Monday, 20 September 2010

Augmented pensions at East Riding of Yorkshire Council

The headline in the East Riding Mail this morning read: Staff Pension cutbacks ‘would save council £255,000 over five years’. It sounds good, but when you read the detail, you realise it’s still very much ‘business as usual’ at County Hall, in Beverley.

Many will remember Sue Lockwood, the former Corporate Resources Director of East Riding of Yorkshire Council (ERYC). The TPA held two protests outside County Hall, protesting against a discretionary payment made to her pension fund of £364,205. She received this outrageous sum because she wanted to take early retirement. This was at a time when councillors were also saying the council could no longer afford to fund some community projects. Where charities lost out, senior council employees won.

ERYC is now proposing a change. As it stands, when employees wish to take early retirement their pensions can be enhanced by 5 years; as was the case with Ms Lockwood. Under new proposals, this enhancement will decrease to a maximum of 2 years, hence the headline in the East Riding Mail. By my calculations, instead of receiving £364K, Ms Lockwood would have received over £145K. Still a sizeable sum by anyone’s standards.

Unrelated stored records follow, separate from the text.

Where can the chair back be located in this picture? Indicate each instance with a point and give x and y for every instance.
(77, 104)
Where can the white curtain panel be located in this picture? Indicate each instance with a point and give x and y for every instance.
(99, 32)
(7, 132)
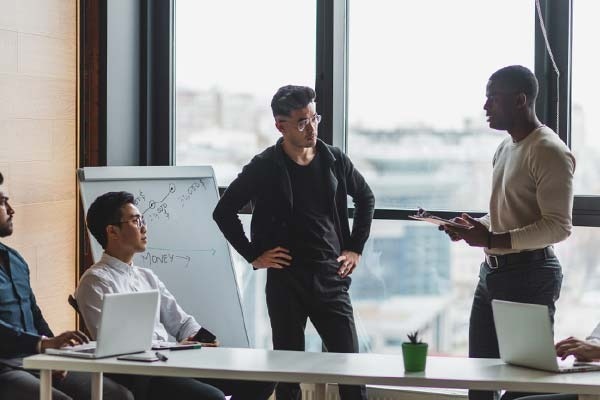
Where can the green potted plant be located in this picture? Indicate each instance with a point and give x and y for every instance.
(414, 353)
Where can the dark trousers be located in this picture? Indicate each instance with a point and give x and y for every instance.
(537, 283)
(18, 384)
(162, 387)
(318, 293)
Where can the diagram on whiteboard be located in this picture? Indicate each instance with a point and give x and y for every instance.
(158, 212)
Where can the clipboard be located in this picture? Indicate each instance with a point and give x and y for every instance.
(423, 215)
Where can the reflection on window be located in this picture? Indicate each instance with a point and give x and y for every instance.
(585, 126)
(417, 76)
(228, 66)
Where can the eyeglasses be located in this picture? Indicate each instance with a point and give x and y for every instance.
(138, 220)
(315, 119)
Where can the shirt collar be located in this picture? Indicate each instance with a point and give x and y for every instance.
(115, 263)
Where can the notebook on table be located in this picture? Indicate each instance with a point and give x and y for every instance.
(126, 327)
(525, 338)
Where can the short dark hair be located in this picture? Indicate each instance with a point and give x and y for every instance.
(104, 211)
(519, 79)
(289, 98)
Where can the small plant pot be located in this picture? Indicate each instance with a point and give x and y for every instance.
(415, 356)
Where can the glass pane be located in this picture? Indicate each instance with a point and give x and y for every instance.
(585, 106)
(417, 77)
(228, 66)
(412, 277)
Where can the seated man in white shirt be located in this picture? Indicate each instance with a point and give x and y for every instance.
(115, 221)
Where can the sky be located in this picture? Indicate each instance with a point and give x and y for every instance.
(410, 62)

I made my views very clear in the press a couple of weeks ago. Council employees already receive generous, taxpayer funded pensions. If you work for 30 years, you should receive a pension based on 30 years service; not 35 or 32 years. This should be the message coming out of County Hall. Instead Cllr Cross, chairman of the review panel, said these proposals were fair to taxpayers and staff. No, Cllr Cross, they are generous to staff and unfair to taxpayers.

These proposals have yet to be discussed by the cabinet and full council. I will be writing to all cabinet members, and making the TPA’s case that council employees should not receive any enhancements in their pensions. If that doesn’t work, I can feel another protest coming on. Watch this space.